Maggy  is an open-source framework that simplifies writing and maintaining distributed machine learning programs.
By encapsulating your training logic in a function,
the same code can be run unchanged with Python on your laptop or distributed using PySpark for hyperparameter tuning, 
data-parallel training, or model-parallel training. 
With the arrival of GPU support in Spark 3.0, 
PySpark can be now used to orchestrate distributed deep learning applications in TensorFlow and PySpark.  
We are pleased to announce we have now added support for Maggy on Databricks, 
so training machine learning models with many workers should be as easy as running Python programs on your laptop. 

### 0. Spark Session

First, make sure you have a running Spark Session/Context available.

In [None]:
from pyspark.sql import SparkSession

Make sure you have the right tensorflow version.

In [None]:
%pip install tensorflow-cpu==2.4.1
import tensorflow as tf

### 1. Model definition

Let's define the model we want to train. The layers of the model have to be defined in the \_\_init__ function.

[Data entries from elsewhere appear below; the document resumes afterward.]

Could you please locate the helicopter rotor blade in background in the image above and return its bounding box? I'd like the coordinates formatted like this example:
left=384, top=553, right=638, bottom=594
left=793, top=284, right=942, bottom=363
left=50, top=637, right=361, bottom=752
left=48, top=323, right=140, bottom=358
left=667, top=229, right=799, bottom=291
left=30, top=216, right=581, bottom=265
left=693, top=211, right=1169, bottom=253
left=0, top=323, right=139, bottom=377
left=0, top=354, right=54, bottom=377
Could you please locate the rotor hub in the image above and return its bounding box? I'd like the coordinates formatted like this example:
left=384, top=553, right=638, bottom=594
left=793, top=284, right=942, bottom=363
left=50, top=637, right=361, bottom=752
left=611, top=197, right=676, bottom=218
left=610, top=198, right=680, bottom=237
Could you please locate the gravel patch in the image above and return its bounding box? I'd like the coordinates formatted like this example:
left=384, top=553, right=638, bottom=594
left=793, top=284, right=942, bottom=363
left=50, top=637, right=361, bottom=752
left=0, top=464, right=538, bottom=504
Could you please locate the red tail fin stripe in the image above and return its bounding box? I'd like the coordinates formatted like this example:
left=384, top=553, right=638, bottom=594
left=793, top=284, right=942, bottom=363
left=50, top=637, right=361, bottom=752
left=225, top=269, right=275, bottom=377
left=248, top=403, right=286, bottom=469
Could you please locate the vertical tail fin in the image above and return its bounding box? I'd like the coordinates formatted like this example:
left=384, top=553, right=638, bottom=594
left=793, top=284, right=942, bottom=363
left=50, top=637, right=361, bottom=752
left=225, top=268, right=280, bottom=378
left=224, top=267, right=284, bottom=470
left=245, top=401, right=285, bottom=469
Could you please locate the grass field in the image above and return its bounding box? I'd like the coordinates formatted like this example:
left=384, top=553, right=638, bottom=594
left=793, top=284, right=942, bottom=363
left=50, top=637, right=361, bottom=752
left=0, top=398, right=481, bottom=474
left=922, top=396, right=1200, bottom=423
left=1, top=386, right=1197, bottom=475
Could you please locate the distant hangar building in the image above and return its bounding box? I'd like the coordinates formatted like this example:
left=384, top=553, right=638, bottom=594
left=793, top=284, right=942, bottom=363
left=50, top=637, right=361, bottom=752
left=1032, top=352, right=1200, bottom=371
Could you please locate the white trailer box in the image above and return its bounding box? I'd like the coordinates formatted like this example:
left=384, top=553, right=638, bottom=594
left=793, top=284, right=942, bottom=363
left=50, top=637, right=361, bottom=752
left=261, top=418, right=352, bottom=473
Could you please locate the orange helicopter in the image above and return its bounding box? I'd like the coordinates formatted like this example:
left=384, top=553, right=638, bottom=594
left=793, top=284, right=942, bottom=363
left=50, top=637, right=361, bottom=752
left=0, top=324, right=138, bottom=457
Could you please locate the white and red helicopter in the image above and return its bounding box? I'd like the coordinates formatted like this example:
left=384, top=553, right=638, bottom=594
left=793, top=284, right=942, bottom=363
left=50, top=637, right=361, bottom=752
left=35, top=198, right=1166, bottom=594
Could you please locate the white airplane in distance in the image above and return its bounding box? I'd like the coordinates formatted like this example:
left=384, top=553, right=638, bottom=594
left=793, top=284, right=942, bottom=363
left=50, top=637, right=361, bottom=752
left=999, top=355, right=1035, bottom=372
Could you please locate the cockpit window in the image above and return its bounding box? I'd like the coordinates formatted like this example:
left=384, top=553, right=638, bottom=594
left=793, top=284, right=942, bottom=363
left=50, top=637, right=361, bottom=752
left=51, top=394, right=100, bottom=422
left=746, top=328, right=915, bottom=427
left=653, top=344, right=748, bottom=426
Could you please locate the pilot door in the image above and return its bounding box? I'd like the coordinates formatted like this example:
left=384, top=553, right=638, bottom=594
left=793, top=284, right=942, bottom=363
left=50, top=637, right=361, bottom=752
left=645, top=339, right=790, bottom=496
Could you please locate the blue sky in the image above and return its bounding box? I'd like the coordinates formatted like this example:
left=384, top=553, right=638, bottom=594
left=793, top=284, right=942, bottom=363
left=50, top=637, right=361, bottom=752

Do not instantiate the class, otherwise you won't be able to use Maggy.

In [None]:
from tensorflow import keras 
from tensorflow.keras.layers import Dense
from tensorflow.keras import Sequential
from tensorflow.keras.optimizers import Adam

# you can use keras.Sequential(), you just need to override it 
# on a custom class and define the layers in __init__()
class NeuralNetwork(Sequential):
        
    def __init__(self, nl=4):
        
        super().__init__()
        self.add(Dense(10,input_shape=(None,4),activation='tanh'))
        if nl >= 4:
          for i in range(0, nl-2):
            self.add(Dense(8,activation='tanh'))
        self.add(Dense(3,activation='softmax'))

model = NeuralNetwork

### 2. Dataset creation

In this example, we are using the iris dataset. Let's download the dataset from https://www.kaggle.com/uciml/iris and upload it on your Databricks profile.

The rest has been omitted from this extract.